Editor’s note: This is John Reinan’s weekly marketing column for MinnPost.com. To see the original, go to http://bit.ly/07vMFuu.
One of the most notable flameouts of the new media era was Bud.TV. Launched in early 2007 with great fanfare, the site was an attempt by brewing giant Anheuser-Busch to capture the attention of young beer drinkers through non-traditional means.
Bud.TV would feature edgy, original content– everything from 30-second snippets to half-hour programs. Well-known entertainers like Kevin Spacey and Matt Damon would be involved through their production companies. Users would watch the shows, pass them along to their friends, even contribute their own creations. It was an ambitious undertaking– in essence, the creation of a complete online TV channel.
And it landed with a thud. Published reports noted that A-B spent $30 million or more to develop Bud.TV, yet the site never gained traction, gaining only a couple of hundred thousand monthly viewers instead of the 3 million or more it projected.
Bud.TV was basically shut down after three months, although the site continued to limp along for another year or so before A-B officially pulled the plug. A cumbersome registration process — to restrict underage viewing — was a key culprit.
Marketing bloggers jumped all over Anheuser-Busch. With the benefit of hindsight, they pointed out that anyone could have predicted the failure of Bud.TV. But I’d argue that the concept was a sound one, and had the site launched in 2010 instead of 2007, it would have stood a much better chance of succeeding.
Three years is an eternity in Internet time, and Bud.TV simply may have been too far ahead of the curve. Today, those same marketing bloggers are calling on companies to create their own online content channels to reach consumers who have tuned out the traditional media.
And companies are listening. A recent survey by King Fish Media found that 80 percent of the responding companies plan to increase spending on social media in 2010.
It makes a lot of sense, given the ongoing struggles of traditional media in both content creation and advertising.
Traditional media have undergone dramatic cutbacks in recent years; the typical news or consumer media organization has lost a third or more of its editorial staff since 2007. Meanwhile, the challenges of traditional advertising have been well chronicled; consumers increasingly have control over what they choose to read or watch, and that includes ad messages.
If a company can offer relevant content that its customers actually want to see, it can build loyalty as a welcome source, rather than as an uninvited intruder. Whole Foods, for example, has nearly 1.5 million Twitter followers and 150,000 Facebook friends. Those are people who have invited Whole Foods to be part of their social networks.
Just last week, a new online magazine launched in the Tampa Bay area. 83 Degrees is produced by a for-profit company with the backing of more than a dozen sponsors, including corporations as well as several local governments and regional economic development agencies.
“There is so much that is taking place all over Tampa Bay and in downtown Tampa, and there is only so much press space out there for it,” an executive of the Tampa Downtown Partnership told the local business journal.
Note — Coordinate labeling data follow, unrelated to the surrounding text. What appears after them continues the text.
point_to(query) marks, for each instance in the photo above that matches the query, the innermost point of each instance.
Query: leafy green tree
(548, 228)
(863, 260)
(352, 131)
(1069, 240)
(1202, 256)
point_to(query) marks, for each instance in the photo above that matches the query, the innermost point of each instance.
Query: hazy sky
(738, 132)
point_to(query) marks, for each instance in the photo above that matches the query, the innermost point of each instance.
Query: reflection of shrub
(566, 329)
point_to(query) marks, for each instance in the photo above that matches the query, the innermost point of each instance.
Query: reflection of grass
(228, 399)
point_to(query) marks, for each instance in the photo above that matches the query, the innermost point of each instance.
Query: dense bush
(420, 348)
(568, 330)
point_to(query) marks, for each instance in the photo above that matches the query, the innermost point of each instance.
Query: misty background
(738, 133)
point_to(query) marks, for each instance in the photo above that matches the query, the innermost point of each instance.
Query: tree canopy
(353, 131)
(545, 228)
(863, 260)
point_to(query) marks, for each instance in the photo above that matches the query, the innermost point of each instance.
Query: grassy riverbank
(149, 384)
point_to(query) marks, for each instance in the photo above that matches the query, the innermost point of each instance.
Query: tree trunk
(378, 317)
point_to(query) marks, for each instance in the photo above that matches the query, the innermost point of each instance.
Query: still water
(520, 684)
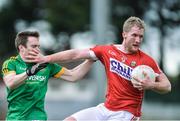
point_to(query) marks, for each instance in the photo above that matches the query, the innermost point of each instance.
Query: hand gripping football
(139, 71)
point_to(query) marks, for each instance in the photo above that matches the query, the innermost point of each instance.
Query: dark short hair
(22, 38)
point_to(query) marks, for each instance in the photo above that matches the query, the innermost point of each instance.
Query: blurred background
(66, 24)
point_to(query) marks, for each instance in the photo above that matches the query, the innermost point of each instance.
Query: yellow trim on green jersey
(60, 73)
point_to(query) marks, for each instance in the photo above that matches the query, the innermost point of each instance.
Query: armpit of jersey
(6, 72)
(92, 55)
(59, 73)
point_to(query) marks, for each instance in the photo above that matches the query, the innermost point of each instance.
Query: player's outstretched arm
(78, 72)
(162, 84)
(13, 80)
(59, 57)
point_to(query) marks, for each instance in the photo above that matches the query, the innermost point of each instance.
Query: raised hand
(35, 56)
(35, 68)
(146, 83)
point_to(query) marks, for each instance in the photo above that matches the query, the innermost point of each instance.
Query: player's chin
(135, 49)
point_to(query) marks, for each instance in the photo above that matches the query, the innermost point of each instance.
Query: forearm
(69, 55)
(13, 82)
(81, 70)
(163, 86)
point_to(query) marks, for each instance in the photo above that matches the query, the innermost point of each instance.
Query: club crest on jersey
(120, 68)
(133, 63)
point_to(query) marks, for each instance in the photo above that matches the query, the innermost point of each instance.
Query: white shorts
(101, 113)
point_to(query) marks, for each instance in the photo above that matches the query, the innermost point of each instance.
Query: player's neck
(122, 48)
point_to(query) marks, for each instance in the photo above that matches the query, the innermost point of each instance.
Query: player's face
(133, 38)
(32, 43)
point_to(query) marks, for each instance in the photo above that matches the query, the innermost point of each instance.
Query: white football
(139, 71)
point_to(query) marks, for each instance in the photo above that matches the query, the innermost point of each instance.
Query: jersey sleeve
(97, 51)
(8, 67)
(155, 67)
(56, 70)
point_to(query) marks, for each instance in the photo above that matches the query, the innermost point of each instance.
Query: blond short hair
(132, 21)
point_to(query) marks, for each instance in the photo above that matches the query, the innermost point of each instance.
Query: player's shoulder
(11, 59)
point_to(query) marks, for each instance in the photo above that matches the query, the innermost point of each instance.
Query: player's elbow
(73, 79)
(10, 85)
(168, 89)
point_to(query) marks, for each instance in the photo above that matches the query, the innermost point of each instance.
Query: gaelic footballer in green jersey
(26, 102)
(27, 82)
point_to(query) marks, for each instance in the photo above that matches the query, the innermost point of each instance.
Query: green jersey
(26, 102)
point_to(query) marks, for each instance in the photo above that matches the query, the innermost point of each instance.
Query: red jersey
(121, 95)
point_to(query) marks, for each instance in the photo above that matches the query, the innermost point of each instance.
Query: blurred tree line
(74, 15)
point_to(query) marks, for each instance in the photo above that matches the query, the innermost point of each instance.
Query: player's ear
(21, 48)
(124, 35)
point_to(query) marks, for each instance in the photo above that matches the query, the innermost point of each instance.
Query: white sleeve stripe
(92, 55)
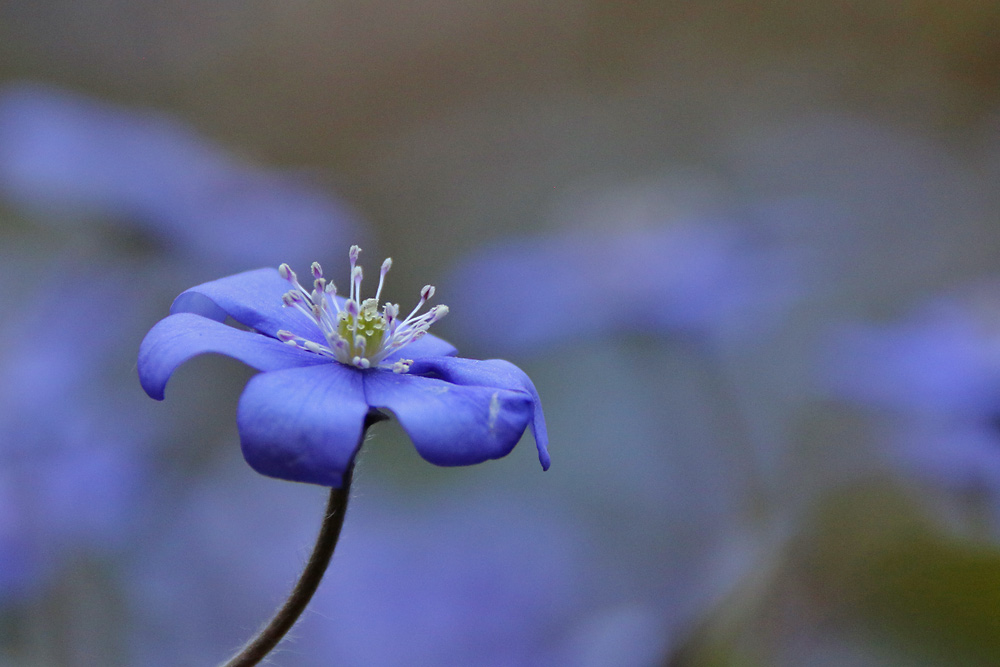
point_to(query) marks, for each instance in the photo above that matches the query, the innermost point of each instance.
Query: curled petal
(495, 373)
(177, 338)
(451, 424)
(252, 298)
(303, 424)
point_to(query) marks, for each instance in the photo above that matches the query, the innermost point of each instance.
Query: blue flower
(75, 159)
(932, 380)
(328, 361)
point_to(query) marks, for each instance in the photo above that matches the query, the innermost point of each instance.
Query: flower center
(357, 333)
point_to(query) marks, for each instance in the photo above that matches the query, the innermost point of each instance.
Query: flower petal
(303, 424)
(451, 424)
(252, 298)
(495, 373)
(177, 338)
(427, 345)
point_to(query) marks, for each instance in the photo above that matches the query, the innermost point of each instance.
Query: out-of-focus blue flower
(705, 278)
(936, 375)
(302, 419)
(462, 576)
(73, 467)
(67, 157)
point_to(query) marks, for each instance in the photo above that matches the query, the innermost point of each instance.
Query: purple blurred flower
(937, 376)
(461, 576)
(712, 279)
(70, 157)
(73, 467)
(324, 371)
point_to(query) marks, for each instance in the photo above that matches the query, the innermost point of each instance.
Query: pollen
(356, 331)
Some observers are concerned about tax dollars being used to support what they see as a propaganda effort. But when local media no longer have the staff to cover economic development, I don’t see why public budgets shouldn’t be prudently spent on informing the public. If that requires creating a new communications vehicle, so be it.
As for Budweiser, the brand hasn’t given up on social media. It’s continued to engage consumers online– for example, by allowing them to vote on which Super Bowl commercials Budweiser will run.
And I’d be surprised if Budweiser doesn’t take the lessons it learned from Bud.TV and return with a retooled version that wins more widespread acceptance than the first one did.